Having a look at Disk Manager, the drive was there, in all it’s 10GB glory. Two partitions, one just 16MB at the end of the drive, and the main 9.5GB-ish one, with no drive letter. And no ability to give it one. In fact, the only option open to me was to delete it. Stupid Vista. Or so I thought.

In the end, I said I’d take the drive into work where I have better tools and equipment, and post it back with some CDs of the data.

I have a USB-to-IDE adapter, which I plugged it into, and then connected that to my XP machine. Same result as in Vista – it sees it, but can’t mount it.

I tried Drive Image. It’s not a valid partition. I tried a disk repair – no faults found. I booted up with gparted, and it couldn’t see any mountable partitions. I plugged it into my Mac – it said it couldn’t mount it. I was very confused.

Then I remembered something. The Windows 98 machine was made by Evesham, who, at the time, installed GoBack on their PCs. If you don’t know what it is, then think of it as a third party System Restore for pre-XP machines. Every time you reboot, GoBack makes a log of system changes and lets you – get this – “Go Back” to a previous system state. Amazing! Of course, this was also the reason why I couldn’t mount the drive. You see, GoBack alters the Master Boot Record of the drive, I assume to allow GoBack to be run before and “behind” Windows without Windows realising. The side-effect of this is that the partitions are seen as invalid.

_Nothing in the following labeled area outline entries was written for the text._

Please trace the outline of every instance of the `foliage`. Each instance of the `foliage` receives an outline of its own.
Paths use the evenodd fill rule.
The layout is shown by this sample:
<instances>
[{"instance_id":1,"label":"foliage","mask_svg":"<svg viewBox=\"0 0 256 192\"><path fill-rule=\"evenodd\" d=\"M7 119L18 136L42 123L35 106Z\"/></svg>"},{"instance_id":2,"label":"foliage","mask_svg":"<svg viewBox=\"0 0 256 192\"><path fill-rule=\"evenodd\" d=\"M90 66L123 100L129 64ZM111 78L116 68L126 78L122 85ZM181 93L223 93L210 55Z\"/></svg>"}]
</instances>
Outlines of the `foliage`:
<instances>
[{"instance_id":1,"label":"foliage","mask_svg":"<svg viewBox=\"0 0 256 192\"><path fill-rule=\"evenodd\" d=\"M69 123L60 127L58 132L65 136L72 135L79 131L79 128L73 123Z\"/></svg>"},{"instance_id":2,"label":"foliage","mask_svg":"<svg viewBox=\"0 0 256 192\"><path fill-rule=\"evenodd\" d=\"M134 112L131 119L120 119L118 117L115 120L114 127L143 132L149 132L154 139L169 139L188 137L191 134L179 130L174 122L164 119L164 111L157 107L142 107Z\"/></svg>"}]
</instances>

Thankfully, I found out how to disable GoBack. Unfortunately, this required booting the from the drive, and I only had the drive – not the full system. To make things even worse, most of the machines I have here wouldn’t even pass the POST with the old drive as the boot drive. I say most, as I found an eight year old PC which is a similar spec to the machine the drive came from.

So, in the drive goes. Power up – and hold Ctrl-Alt and hammer G while booting and… success! The options came up to disable GoBack, so I did, removed the drive, plugged it back into my XP machine via USB, and retrieved everything. Hurrah!